Experte hält Rauswurf eines kämpferischen Mieters für "falsch"

Walther Götlinger wurde 1947 geboren. Seitdem lebt er im Barockhaus „Zu den sieben Schwertern“
70-Jährigem wird vorgeworfen, sich den Vorraum zu seinen Wohnungen angeeignet zu haben.

Walther Götlinger hockt in seinem Wohnzimmer und schlichtet Bücher in einen Umzugskarton. Nach 70 Jahren muss er aus der Wohnung ausziehen, in der er geboren wurde. Das ist fix. Der Fall war bis zum Obersten Gerichtshof (OGH) gegangen.

Experte hält Rauswurf eines kämpferischen Mieters für "falsch"
Mietstreit, Herr Götlinger, Mieter Schwertgasse 3, 1010 Wien
Götlingers Kündigung hat – wie berichtet – eine Vorgeschichte: Seit 2011 kämpfen Mieter des denkmalgeschützten Barockhauses in der Schwertgasse 3 im ersten Bezirk gegen den vom Eigentümer (Humer Privatstiftung von Ex-Palmers-Vorstand Rudolf Humer) geplanten Dachausbau.
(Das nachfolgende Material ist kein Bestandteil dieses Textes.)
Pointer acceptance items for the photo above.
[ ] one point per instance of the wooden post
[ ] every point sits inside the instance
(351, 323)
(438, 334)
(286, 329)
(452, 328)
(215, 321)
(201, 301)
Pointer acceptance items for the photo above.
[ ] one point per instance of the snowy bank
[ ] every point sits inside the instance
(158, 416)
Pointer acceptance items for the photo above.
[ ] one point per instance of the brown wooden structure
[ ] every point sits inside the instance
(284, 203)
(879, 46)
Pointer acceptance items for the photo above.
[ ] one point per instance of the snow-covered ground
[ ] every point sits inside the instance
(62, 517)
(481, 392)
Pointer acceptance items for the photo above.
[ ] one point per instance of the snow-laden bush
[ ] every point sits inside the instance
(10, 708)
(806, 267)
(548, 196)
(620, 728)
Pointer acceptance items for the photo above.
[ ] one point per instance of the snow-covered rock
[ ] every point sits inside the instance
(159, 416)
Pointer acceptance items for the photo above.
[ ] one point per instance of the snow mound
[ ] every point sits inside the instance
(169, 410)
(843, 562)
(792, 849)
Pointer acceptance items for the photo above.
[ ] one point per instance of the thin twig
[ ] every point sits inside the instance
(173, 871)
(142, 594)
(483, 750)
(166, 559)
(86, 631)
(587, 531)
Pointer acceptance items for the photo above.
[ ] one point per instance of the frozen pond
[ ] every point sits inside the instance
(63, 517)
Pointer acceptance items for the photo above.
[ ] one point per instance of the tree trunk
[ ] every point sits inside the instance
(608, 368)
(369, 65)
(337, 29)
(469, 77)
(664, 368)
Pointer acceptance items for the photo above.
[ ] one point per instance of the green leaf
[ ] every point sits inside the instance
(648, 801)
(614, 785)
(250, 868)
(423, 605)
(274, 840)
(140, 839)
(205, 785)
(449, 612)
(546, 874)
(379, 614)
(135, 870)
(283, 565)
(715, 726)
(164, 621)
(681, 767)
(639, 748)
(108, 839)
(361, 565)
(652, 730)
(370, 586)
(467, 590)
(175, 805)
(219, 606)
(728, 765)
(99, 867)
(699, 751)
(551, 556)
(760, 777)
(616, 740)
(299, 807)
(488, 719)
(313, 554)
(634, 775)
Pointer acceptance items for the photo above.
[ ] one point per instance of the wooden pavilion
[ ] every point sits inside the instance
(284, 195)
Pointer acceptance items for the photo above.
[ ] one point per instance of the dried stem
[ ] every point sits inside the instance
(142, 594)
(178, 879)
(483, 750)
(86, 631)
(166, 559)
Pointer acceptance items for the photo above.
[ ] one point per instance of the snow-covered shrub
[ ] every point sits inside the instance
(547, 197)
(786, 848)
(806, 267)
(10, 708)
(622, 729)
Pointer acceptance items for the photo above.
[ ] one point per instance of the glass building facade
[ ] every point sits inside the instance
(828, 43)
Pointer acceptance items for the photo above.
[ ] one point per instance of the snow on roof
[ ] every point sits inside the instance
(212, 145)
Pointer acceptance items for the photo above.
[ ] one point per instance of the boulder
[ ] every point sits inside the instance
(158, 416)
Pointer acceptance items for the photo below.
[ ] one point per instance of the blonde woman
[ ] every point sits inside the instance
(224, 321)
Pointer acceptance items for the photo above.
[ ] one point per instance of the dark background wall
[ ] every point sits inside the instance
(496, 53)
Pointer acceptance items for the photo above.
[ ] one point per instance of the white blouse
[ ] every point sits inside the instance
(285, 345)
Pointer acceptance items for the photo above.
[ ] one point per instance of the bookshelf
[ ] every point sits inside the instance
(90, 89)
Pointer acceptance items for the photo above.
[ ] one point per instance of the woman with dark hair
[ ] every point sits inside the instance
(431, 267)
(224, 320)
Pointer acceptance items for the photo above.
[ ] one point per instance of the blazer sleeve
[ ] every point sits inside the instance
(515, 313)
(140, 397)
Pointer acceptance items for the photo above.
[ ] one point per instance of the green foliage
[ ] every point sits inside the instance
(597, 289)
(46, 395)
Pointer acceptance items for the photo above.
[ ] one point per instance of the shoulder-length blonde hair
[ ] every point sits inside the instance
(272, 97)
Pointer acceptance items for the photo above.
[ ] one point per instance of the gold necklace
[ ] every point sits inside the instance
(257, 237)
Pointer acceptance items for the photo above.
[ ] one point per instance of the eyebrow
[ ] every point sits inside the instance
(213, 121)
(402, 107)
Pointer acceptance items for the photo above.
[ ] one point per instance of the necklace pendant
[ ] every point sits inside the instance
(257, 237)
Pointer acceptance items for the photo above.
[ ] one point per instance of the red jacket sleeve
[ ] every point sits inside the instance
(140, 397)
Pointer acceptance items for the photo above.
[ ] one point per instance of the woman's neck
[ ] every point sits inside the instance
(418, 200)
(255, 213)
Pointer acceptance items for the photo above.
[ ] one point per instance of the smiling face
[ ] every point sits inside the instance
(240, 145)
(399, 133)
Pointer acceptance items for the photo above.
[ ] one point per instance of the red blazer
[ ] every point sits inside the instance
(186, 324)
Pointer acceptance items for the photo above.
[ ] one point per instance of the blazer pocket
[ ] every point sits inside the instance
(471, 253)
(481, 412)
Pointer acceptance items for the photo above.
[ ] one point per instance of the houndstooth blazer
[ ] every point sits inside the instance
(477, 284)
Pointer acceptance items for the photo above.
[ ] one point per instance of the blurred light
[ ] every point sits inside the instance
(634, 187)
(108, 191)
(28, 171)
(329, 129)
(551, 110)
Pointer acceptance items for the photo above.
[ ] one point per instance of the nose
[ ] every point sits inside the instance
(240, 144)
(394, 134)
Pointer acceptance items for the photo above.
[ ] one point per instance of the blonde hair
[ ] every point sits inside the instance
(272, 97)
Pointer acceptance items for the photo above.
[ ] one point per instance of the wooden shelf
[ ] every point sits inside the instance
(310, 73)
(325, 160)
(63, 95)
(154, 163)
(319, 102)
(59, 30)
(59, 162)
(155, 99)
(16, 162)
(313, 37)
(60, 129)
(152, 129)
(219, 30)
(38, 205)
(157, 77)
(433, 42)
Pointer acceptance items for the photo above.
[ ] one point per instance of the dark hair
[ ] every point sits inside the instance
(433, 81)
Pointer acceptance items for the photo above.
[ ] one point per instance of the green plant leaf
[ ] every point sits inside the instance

Seitdem erhielten zwei von ihnen – Winfried Freund und Walther Götlinger (beide wohnen im Dachgeschoß) gleich mehrere Kündigungen. Während das Verfahren gegen Freund noch läuft, ist eine der Kündigungen gegen Walther Götlinger nun rechtskräftig. Er habe sich "unleidlich verhalten", urteilt das Gericht.

Vorraum nicht gemietet

Götlinger bewohnt in dem Haus zwei Wohnungen im Dachgeschoß, Pawlatsche inklusive. Die Wohnungen sind durch einen Vorraum verbunden. Vom Stiegenhaus führt ein barockes Tor in den Vorraum, den Schlüssel dazu hat nur Götlinger. Die neue Hausverwaltung wollte die gelebte Praxis aber ändern, weswegen Götlinger sein Mietrecht in einem Feststellungsverfahren einklagte.

Das Bezirksgericht Innere Stadt stellte jedoch fest, dass Götlinger zwar ein Mietrecht am Laubengang hat, den er jahrelang allein nutzte, aber nicht an dem Vorraum, der ausschließlich zu seinen beiden Wohnungen führt.

Also legte Götlingers Anwalt Markus Freund Berufung ein. Das Landesgericht aber bestätigte die Entscheidung der ersten Instanz. Die Hauseigentümer forderten Götlinger auf, den Schlüssel für die Türe zu dem Vorraum abzugeben. Weil er das auch nach mehrmaliger Aufforderung nicht tat, ließen die Hauseigentümer das Schloss aufbrechen; Götlinger klagte auf Besitzstörung und bekam Recht. Trotzdem lehnte der Obersten Gerichtshof (OGH) später die außerordentliche Revision ab.

"Das ist bestürzend", sagt Götlingers Anwalt. "Mein Mandant hat den Zustand nie verändert. Er kann nichts dafür, dass sich die Eigentümer nie einen zweiten Schlüssel zurückbehalten haben."

Entscheidung "falsch"

Auch Walter Rosifka, Mietrechtsexperte bei der Wiener Arbeiterkammer, kann die Entscheidung des OGH nicht nachvollziehen. "Das erscheint mir als ungewöhnlich strenge Entscheidung zu Lasten des Mieters, die meines Erachtens falsch ist", sagt Rosifka. Auch wenn die Rechtsprechung seit Jahrzehnten "recht vermieterfreundlich" sei.

Experte hält Rauswurf eines kämpferischen Mieters für "falsch"
Mietstreit, Herr Götlinger, Mieter Schwertgasse 3, 1010 Wien
Nur weil Götlinger im Vorprozess kein Mietrecht an dem Vorraum zugestanden wurde, sei er nach Rosifkas Rechtsauffassung "keinesfalls" dazu verpflichtet gewesen, den Vermietern jederzeit und ungehindert Zutritt zum Gang zu ermöglichen. "Schließlich war es jahrzehntelang mit Wissen der Vermieter so, dass sie keinen Zutritt zu dem Bereich hatten und das wurde nicht beanstandet." Die Gerichte hätten es sich "einfach gemacht", indem sie dem Mieter das, "was er jahrelang unbeanstandet gemacht hat, jetzt als unleidliches Verhalten auslegen".

Bis 28. September muss Walther Götlinger seine Wohnung räumen. "Es bleibt mir nichts anderes übrig, als zu packen. Und in dieser Wohnung sind mehrere Leben verpackt", sagt er. Schon seine Eltern hatten dort gewohnt.